She knows that I like her now for sure. If she actually was interested, she would act. I'm pretty sure that she's not into me. Also later in the day we kinda semi-ran into each other (not head on but I'm sure she caught me within her field of vision) and she did not even say "hey" this time. She always says "hey" to me. I didn't say hey to her either but she always says it first anyway.

Also we both work in HR so flirting on the job is likely a huge no-no. Especially not poking fun at her. If she doesn't think it's funny, I could land into hot water and lose my job. This job is more important to me than her.

This whole idea that you can "woo" a woman who isn't interested in you in the first place reaks of PUA. If a woman is attracted, she's attracted. It's best I leave it alone and just conduct business with her as usual (dropping off forms and giving the obligatory "hey"). If she found me attractive, I think she'd take the ball now. Either she doesn't find me attractive or she has a boyfriend (which isn't hard to imagine).

From my experience, whenever I had success with a woman, I just KNEW that she was interested. There was no question about it. And when a woman is interested in a man, she will communicate that interest clearly and try to progress things even (ie. that 33 year old woman who seemed to think I was attractive and looked good on paper. But hated that I didn't talk in-person). Yeah you need to make the first move. In the case of the 33 year old, I flirted with her (I told her she was beautiful). I already drew first blood with J at work by inviting her to Tim Hortons. The ball should be in her court now.


----------



## rymo (Sep 6, 2009)

phoenixwright said:


> She knows that I like her now for sure. If she actually was interested, she would act. I'm pretty sure that she's not into me. Also later in the day we kinda semi-ran into each other (not head on but I'm sure she caught me within her field of vision) and she did not even say "hey" this time.

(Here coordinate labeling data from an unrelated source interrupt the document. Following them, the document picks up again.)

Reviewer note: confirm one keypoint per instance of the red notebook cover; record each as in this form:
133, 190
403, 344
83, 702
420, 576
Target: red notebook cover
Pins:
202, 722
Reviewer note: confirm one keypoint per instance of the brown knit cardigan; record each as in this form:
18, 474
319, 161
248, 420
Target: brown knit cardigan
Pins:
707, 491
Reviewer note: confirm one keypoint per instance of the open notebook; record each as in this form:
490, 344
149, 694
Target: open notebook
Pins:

She always says "hey" to me. I didn't say hey to her either but she always says it first anyway.
> 
> Also we both work in HR so flirting on the job is likely a huge no-no. Especially not poking fun at her. If she doesn't think it's funny, I could land into hot water and lose my job. This job is more important to me than her.
> 
> This whole idea that you can "woo" a woman who isn't interested in you in the first place reaks of PUA. If a woman is attracted, she's attracted. It's best I leave it alone and just conduct business with her as usual (dropping off forms and giving the obligatory "hey"). If she found me attractive, I think she'd take the ball now. Either she doesn't find me attractive or she has a boyfriend (which isn't hard to imagine).


Sorry, but no one is just born liking you. Sure, they could be attracted to you physically right off the bat, but girls are hesitant creatures. They want security, comfort, etc (among other things, of course). If you don't expose your personality to them then how would they know if they like you or not? You can't expect them to just go after you. That's ridiculous. Most girls will not pursue a guy for a first date. 90% of the time the guy has to win the girl over, so to speak. I'm not talking about standing on his hands and dancing like a monkey. Just being a nice, normal guy and being a little persistent. But if you say you can't flirt with a girl because you'll get fired (completely ridiculous) anyway, then there's no point in trying.


----------



## phoenixwright (Jun 22, 2011)

rymo said:


> Sorry, but no one is just born liking you. Sure, they could be attracted to you physically right off the bat, but girls are hesitant creatures. They want security, comfort, etc (among other things, of course). If you don't expose your personality to them then how would they know if they like you or not? You can't expect them to just go after you. That's ridiculous. Most girls will not pursue a guy for a first date. 90% of the time the guy has to win the girl over, so to speak. I'm not talking about standing on his hands and dancing like a monkey. Just being a nice, normal guy and being a little persistent. But if you say you can't flirt with a girl because you'll get fired (completely ridiculous) anyway, then there's no point in trying.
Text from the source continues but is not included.